Washington — President-elect Barack Obama is preparing to prohibit the use of waterboarding and other harsh interrogation techniques by ordering the CIA to follow military rules for questioning prisoners, according to two U.S. officials familiar with drafts of the plans. Still under debate is whether to allow exceptions in extraordinary cases.
The proposal Obama is considering would require all CIA interrogators to follow conduct outlined in the U.S. Army Field Manual, the officials said. The plans would also have the effect of shutting down secret “black site” prisons around the world where the CIA has questioned terror suspects — with all future interrogations taking place inside American military facilities.
However, Obama’s changes may not be absolute. His advisers are considering adding a classified loophole to the rules that could allow the CIA to use some interrogation methods not specifically authorized by the Pentagon, the officials said. They said the intent is not to use that as an opening for possible use of waterboarding, an interrogation technique that simulates drowning.
The new rules would abandon a part of President George W. Bush’s counterterrorism policy that has been condemned internationally. Bush has defended his policies by pointing to the fact that the nation has gone more than seven years without another terrorist attack on its soil.
Obama spokeswoman Brooke Anderson did not have an immediate comment Friday about the drafted plans, which the two officials discussed only on condition of anonymity because they were not authorized to comment publicly.

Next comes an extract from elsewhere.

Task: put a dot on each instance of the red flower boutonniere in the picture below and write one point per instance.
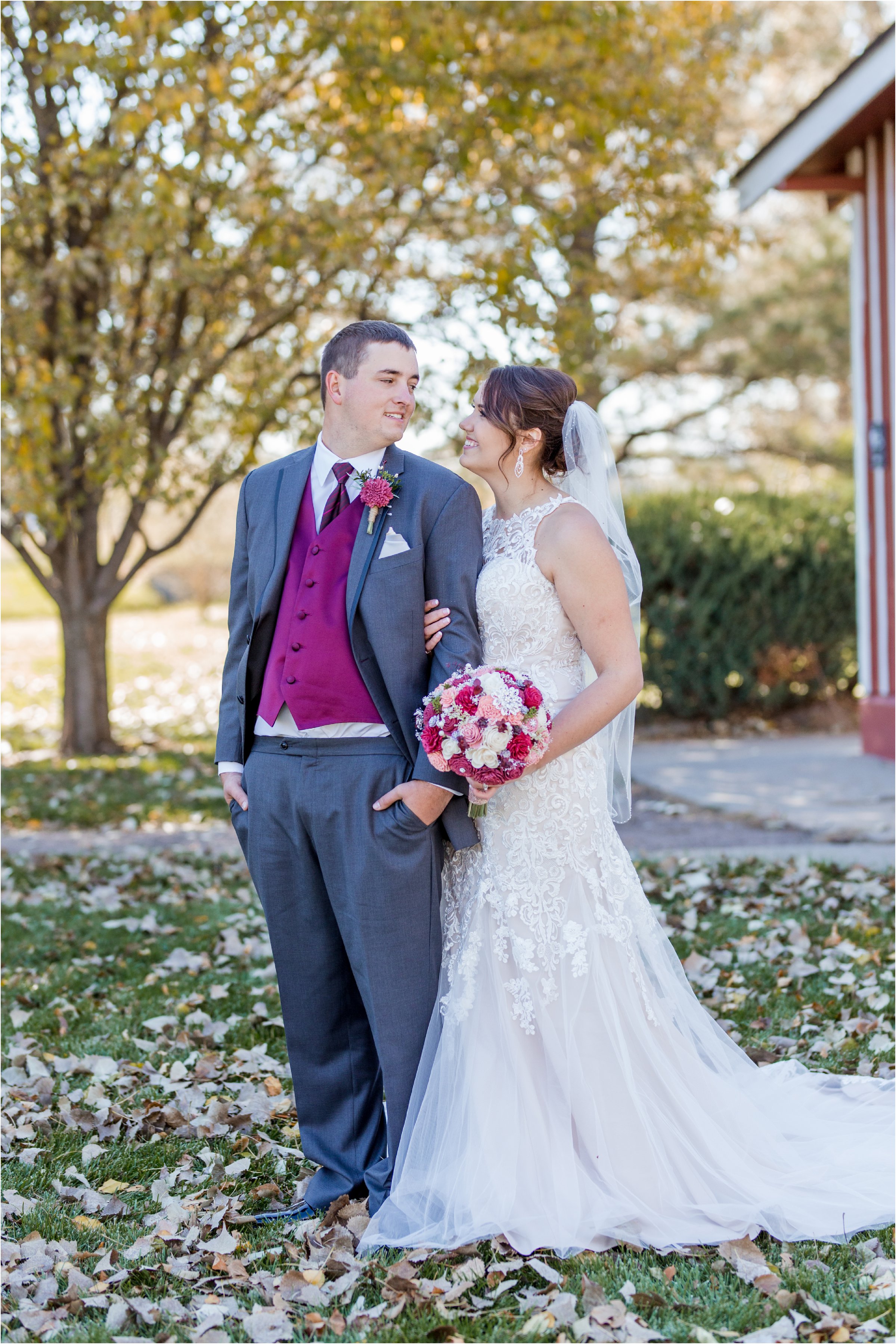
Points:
(378, 490)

No final decisions have been made about how to adjust the government’s interrogation standards. Obama is still weighing whether to alter interrogation policy by executive order during his first days in office or to work with Congress through legislation.

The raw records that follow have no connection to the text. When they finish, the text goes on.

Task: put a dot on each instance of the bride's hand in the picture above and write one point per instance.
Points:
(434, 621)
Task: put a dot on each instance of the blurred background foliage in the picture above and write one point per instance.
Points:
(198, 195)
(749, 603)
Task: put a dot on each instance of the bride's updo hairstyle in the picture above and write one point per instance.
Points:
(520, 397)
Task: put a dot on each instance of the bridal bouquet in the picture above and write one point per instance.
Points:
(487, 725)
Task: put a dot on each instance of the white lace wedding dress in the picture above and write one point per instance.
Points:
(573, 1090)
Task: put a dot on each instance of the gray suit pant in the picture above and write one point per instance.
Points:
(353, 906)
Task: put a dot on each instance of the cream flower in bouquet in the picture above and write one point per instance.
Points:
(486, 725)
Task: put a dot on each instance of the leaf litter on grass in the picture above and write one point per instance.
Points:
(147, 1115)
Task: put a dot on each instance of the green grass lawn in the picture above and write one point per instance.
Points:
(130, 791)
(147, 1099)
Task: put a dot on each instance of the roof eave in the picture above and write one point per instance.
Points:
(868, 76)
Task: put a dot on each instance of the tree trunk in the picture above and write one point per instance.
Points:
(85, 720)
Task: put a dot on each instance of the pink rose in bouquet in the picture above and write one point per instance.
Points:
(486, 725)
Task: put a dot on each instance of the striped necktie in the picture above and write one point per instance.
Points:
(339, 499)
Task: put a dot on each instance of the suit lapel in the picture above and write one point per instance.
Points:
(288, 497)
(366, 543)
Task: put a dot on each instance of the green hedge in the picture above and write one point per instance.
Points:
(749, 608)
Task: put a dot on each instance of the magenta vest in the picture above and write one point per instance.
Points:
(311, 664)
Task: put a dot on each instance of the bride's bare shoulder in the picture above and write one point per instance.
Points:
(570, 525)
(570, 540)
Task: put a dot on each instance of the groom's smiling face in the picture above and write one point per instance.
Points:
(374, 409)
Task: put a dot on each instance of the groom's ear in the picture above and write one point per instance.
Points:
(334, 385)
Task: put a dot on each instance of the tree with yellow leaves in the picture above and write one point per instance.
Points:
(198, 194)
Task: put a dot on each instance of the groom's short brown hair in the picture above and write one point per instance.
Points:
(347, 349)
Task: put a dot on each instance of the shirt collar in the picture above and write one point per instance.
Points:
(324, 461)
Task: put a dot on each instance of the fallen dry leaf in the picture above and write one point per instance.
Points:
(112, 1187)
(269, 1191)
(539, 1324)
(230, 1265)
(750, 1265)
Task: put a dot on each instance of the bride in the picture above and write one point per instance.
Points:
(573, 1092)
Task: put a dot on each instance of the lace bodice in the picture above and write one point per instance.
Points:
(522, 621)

The plans do not specifically address the issue of extraordinary rendition, the policy of transferring foreign terrorism suspects to third countries without court approval.
In private Capitol Hill meetings, CIA Director nominee Leon Panetta and Director of National Intelligence designate Dennis Blair have said Obama wants a single set of rules for interrogations. And in Senate testimony Thursday, Attorney General nominee Eric Holder called the Army manual “a good place to start.”
The 384-page Army manual, last updated in September 2006, is a publicly available document. It authorizes 19 interrogation methods used to question prisoners, including one allowing a detainee to be isolated from other inmates in some cases. The manual explicitly prohibits threats, coercion, physical abuse and waterboarding, which creates the sensation of drowning. Holder termed waterboarding a form of torture on Thursday.
The CIA also banned waterboarding in 2006 but otherwise has been secretive about how it conducts interrogations. In the past, its methods are believed to have included sleep deprivation and disorientation, stress positions and exposing prisoners to uncomfortable cold or heat for long periods. It’s also believed that some prisoners have been forced to sit in cramped spaces with bugs, snakes, rats or other vermin as a scare tactic.
Waterboarding has been traced back hundreds of years and is condemned by nations worldwide. Hayden acknowledged last year that the CIA waterboarded three top al-Qaida operatives — including 9/11 mastermind Khalid Sheik Mohammed — in 2002 and 2003 because of fears that more attacks were imminent.